Screening and validation of key genes involved in castration-resistant prostate cancer based on transcriptomics sequencing.

Prostate cancer is one of the most common malignant tumors occurring in the male reproductive system. Androgen deprivation therapy (ADT) is the primary treatment for prostate cancer. However, approximately 10-20% of advanced prostate cancer patients progress to castration-resistant prostate cancer (CRPC) within five years, posing a significant challenge to treatment. There is an urgent need to explore the causes and mechanisms of prostate cancer progression, and to identify new therapeutic targets and predictive markers. Utilize RNA-seq to screen for differentially expressed genes and alternative splicing events between androgen-sensitive prostate cancer cells and castration-resistant prostate cancer cells. Perform bioinformatics analysis on the differentially expressed genes. The expression levels of these genes were confirmed by real-time quantitative PCR (RT-qPCR); alternative splicing events related to castration resistance were verified through RT-PCR. The impact of the S100A6 gene on the proliferation and growth capabilities of PC3 and DU145 cells was analyzed using CCK8, colony formation, and EdU assays.
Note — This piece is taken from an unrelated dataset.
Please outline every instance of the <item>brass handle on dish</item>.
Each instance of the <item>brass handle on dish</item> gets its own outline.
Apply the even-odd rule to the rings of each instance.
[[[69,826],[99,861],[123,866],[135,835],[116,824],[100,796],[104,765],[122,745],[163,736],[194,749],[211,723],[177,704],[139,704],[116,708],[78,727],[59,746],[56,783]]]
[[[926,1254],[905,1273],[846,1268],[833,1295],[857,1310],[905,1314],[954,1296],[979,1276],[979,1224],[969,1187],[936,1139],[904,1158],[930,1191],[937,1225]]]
Cell migration was assessed using a wound healing assay. The RNA-seq analysis results showed that there were 4,830 differentially expressed genes in non-hormone-sensitive prostate cancer. GO enrichment analysis of these differentially expressed genes revealed significant enrichment in tumor-related signaling pathways such as regulation of cell cycle process, cell division, and regulation of cell projection organization. Further RT-qPCR detection results indicated that the mRNA expression of four genes, including S100A6, was upregulated, consistent with the transcriptome sequencing results. Downregulation of S100A6 expression significantly inhibited the proliferation and migration of non-hormone-dependent prostate cancer. In this study, we also identified many splicing alterations in cancer-related genes, with castration resistance-induced alternative splicing events closely related to the interaction networks of regulation of cell cycle process, cell division, and regulation of cell projection organization. Our research findings suggest that S100A6 may serve as a molecular marker or therapeutic target associated with castration resistance in prostate cancer, providing new insights into the molecular basis of this disease.